Часть третья
1
— Я тебя сделаю не звездой, нет, суперзвездой нашей эстрады! — сказал Белявский Юле, когда они остались наконец вдвоем.
— А где Саша? — спросила она, запинаясь от выпитого вина. — Он только что здесь был.
— Пойми, дурочка… — Он сжал ее узкое плечо. — Таких, как Саша, в своей тайге ты могла бы найти десяток. В Москву ты приехала совсем не за этим. Я правильно говорю? Ты приехала за славой, хочешь блистать, чтоб тебя земляки увидели по телевизору, поскольку там, среди оленей и медведей, никто не поймет и не оценит. Там тебя будут насиловать, награждать сифилисом и не давать на аборт… Я прав?
— А ты там был? — пьяно сощурилась она. — Чего болтаешь? Ты видел тайгу и медведей?
И был, и видел, и охотился… — он кивнул на стену, где висела медвежья шкура. — Туда можно только за этим и ехать. А жить — здесь. А вот этого, — он кивнул на шкуру ягуара, лежавшую на софе, — я подстрелил в Гватемале. Теперь поняла, куда попала?
— Еще не совсем… — Она икнула. — Ну ты меня и напоил. Это специально, да? Ой… Никогда столько не пила.
— Ты же сама видишь, каким успехом пользуешься… — продолжал он. — А у меня в гостях очень не простые люди. Но все они — вот здесь… — он хлопнул себя по заднему карману брюк. — В моем кошельке. И если я только захочу, они сразу сделают тебя звездой, а не какой-то жалкий клип, про который все завтра же забудут. И для этого тебе не придется со всеми подряд трахаться. А только со мной…

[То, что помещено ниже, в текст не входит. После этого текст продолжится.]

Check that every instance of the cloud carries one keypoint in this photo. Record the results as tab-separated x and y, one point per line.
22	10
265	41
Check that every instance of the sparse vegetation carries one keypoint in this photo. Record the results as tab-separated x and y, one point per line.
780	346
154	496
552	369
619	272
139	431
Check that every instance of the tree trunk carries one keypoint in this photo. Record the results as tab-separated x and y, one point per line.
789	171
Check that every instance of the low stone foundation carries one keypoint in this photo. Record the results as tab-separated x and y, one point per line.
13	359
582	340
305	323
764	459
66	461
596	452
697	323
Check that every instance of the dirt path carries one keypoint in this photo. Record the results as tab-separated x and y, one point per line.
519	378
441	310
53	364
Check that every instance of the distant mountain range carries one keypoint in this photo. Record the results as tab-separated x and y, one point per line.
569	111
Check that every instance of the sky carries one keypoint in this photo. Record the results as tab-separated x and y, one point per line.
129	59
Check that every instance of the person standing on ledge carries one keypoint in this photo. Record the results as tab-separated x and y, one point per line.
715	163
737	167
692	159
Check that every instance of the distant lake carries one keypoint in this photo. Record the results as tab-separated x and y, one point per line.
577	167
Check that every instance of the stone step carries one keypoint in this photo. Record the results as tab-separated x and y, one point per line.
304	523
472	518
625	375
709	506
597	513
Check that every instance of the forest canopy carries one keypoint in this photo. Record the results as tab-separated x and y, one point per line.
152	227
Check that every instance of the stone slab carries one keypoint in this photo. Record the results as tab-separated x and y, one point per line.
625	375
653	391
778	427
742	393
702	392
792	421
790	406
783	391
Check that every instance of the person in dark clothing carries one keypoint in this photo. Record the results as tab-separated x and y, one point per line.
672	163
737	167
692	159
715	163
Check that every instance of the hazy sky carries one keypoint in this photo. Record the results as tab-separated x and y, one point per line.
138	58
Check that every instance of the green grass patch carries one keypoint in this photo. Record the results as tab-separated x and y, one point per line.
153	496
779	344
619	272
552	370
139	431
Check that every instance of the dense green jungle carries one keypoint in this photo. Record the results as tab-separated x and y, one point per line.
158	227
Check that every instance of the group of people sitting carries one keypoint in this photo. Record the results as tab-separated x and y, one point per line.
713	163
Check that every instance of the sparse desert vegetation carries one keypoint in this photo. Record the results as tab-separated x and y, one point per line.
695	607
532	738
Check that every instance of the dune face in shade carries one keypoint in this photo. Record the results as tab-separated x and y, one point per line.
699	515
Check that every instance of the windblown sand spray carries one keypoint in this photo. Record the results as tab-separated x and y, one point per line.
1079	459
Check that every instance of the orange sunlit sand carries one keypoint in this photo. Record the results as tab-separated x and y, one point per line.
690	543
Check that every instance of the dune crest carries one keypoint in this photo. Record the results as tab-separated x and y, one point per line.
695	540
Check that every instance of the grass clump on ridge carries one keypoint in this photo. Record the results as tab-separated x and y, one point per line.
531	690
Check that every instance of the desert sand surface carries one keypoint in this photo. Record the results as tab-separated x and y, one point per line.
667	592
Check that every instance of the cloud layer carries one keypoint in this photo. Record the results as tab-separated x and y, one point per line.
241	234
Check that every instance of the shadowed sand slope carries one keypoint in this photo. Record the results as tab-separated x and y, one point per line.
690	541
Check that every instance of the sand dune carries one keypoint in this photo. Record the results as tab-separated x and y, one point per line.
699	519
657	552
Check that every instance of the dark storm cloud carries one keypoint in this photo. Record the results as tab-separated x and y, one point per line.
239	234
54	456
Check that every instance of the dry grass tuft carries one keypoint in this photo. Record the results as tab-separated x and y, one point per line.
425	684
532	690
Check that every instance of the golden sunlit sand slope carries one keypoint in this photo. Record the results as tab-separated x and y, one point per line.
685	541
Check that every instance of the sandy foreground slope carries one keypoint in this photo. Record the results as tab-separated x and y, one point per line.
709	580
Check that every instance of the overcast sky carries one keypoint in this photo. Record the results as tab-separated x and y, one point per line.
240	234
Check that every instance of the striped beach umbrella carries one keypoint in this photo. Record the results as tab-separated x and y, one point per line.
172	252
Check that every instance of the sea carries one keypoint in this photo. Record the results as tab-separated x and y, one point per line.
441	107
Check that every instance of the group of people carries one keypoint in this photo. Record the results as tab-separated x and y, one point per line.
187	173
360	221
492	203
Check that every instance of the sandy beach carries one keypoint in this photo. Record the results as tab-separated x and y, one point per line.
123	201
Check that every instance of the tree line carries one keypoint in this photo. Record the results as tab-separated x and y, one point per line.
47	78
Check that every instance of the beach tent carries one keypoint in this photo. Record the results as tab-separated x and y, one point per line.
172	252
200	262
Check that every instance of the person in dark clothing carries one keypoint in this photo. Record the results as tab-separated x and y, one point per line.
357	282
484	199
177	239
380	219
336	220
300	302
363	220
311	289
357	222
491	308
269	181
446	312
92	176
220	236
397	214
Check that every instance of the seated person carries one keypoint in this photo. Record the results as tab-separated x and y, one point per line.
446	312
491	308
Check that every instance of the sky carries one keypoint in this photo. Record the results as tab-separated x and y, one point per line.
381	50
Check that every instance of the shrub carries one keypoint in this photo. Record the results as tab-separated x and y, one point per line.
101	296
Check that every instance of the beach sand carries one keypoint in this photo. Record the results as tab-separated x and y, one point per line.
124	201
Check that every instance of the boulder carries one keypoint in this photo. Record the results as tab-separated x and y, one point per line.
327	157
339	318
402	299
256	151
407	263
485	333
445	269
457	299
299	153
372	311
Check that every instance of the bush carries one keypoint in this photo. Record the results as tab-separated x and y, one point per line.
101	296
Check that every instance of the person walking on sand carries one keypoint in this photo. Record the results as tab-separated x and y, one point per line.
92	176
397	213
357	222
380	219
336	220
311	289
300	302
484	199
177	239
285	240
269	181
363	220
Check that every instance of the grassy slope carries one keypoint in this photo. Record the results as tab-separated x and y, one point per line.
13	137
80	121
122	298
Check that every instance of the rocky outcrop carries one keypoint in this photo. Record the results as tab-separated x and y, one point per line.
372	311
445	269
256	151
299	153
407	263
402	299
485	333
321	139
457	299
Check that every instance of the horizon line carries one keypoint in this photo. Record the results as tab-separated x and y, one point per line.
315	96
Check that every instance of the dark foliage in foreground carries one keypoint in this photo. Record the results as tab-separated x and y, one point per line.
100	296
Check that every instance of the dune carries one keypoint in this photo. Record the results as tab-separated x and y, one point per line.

— А, все вы козлы… Саша! — жалобно позвала она, поскольку ей вдруг стало нехорошо.
— Да что там Саша?.. — Он отпустил ее, пьяно махнул рукой и сел на софу. — Сказать тебе, где сейчас твой Саша и чем он занимается, причем с моей женой? Тем же, чем сейчас займемся мы с тобой.
— Неправда… — Она приоткрыла свой пухлый ротик и замотала головой.
— Сама знаешь, что правда. Ты же видела, как она увела его…
— Неправда… — повторила она еще более жалобно. — Мы с ним пожениться хотим.
Он пожал плечами, взял пульт и включил монитор. И она увидела сверху спальню с огромной постелью, на которой возилась голая пара — ее Саша и красивая, полнотелая женщина, жена хозяина.
— Убедилась? А чем ты занималась с Олегом Быстровым? Показать? — он снова махнул рукой. — Чего уж теперь целку-то из себя строить…
Он завлек ее сюда, в эту комнату в огромном загородном доме, после большого пира с обильными возлияниями, который Эдуард Григорьевич время от времени давал для своих гостей. Сегодня среди них были министры, звезды шоу-бизнеса и кино, генералы, старые консерваторы и молодые реформаторы.
Саша явился с Юлей, и Антон проследил, чтобы их разъединили во время танцев в саду, на свежем воздухе, когда хозяйка попросила своего юного фаворита покатать ее на лодке по Москве-реке.
— Ну и пусть… Она его заставляет, грозит уволить, он мне сам рассказывал… Пусти, слышишь! Я сама… А этот смешной, толстый дяденька, который представился Николаем Борисовичем, он правда менеджер у самой Софроновой? — спросила она, пока он снимал с ее плеча тоненькую бретельку.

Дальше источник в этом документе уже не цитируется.